In this example, we calculate the difference in a country’s life expectancy from the continent’s mean life expectancy - for example, the difference in 2007 between life expectancy in Canada and the mean life expectancy of countries in the Americas
What we had seen before was the use of group_by() |> summarize()
to create summary statistics by a group:
## # A tibble: 5 × 2
## continent lifeExp_mean
## <fct> <dbl>
## 1 Africa 54.8
## 2 Americas 73.6
## 3 Asia 70.7
## 4 Europe 77.6
## 5 Oceania 80.7
But how can we compare the Canada value to the Americas mean shown here? One strategy would be to join this table to the original, using “continent” as the key value.

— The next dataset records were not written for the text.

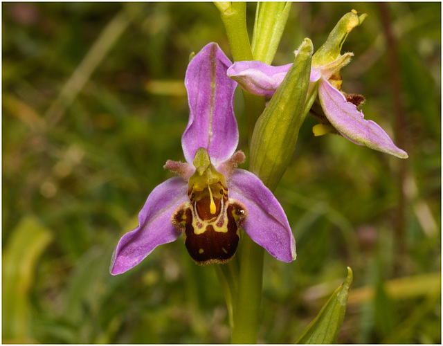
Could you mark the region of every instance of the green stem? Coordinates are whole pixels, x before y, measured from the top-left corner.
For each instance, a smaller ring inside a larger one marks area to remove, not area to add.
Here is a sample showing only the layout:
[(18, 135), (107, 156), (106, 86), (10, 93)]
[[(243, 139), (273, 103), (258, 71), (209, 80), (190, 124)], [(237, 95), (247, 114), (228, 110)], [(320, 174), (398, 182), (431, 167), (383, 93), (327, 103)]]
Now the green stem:
[[(228, 42), (234, 61), (253, 60), (253, 57), (246, 28), (246, 4), (243, 2), (217, 2), (222, 21), (226, 30)], [(264, 98), (253, 95), (242, 90), (244, 100), (249, 136), (251, 138), (254, 125), (264, 109)]]
[(263, 284), (264, 249), (243, 233), (240, 257), (240, 276), (236, 300), (233, 343), (256, 343), (258, 332), (262, 287)]
[(235, 300), (238, 291), (238, 278), (239, 276), (238, 263), (234, 260), (226, 264), (217, 264), (215, 268), (226, 302), (229, 325), (232, 329), (234, 325)]

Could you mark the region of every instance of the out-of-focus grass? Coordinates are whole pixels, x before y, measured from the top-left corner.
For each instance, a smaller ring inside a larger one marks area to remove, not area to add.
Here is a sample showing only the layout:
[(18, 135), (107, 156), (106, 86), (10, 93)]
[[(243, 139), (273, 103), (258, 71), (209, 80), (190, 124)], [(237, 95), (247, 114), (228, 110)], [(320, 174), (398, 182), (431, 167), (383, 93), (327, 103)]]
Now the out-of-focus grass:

But there is another solution: group_by() |> mutate()
Step 1:
Filter for 2007
Then group by continent and
Mutate to get the mean continental life expectancy
Note: the tibble that results from this retains the “Groups:”. It is important to be aware of this, since any future manipulations of this table will be based on that grouping.
gm_life_2007 <-
gapminder |>
# select and filter
select(country, continent, year, lifeExp) |>
filter(year == 2007) |>
# group_by |> mutate
group_by(continent) |>
mutate(lifeExp_con_mean = mean(lifeExp))
gm_life_2007
## # A tibble: 142 × 5
## # Groups: continent [5]
## country continent year lifeExp lifeExp_con_mean
## <fct> <fct> <int> <dbl> <dbl>
## 1 Afghanistan Asia 2007 43.8 70.7
## 2 Albania Europe 2007 76.4 77.6
## 3 Algeria Africa 2007 72.3 54.8
## 4 Angola Africa 2007 42.7 54.8
## 5 Argentina Americas 2007 75.3 73.6
## 6 Australia Oceania 2007 81.2 80.7
## 7 Austria Europe 2007 79.8 77.6
## 8 Bahrain Asia 2007 75.6 70.7
## 9 Bangladesh Asia 2007 64.1 70.7
## 10 Belgium Europe 2007 79.4 77.6
## # ℹ 132 more rows
To that data frame, we can append another mutate to calculate the difference between the individual country and the continent.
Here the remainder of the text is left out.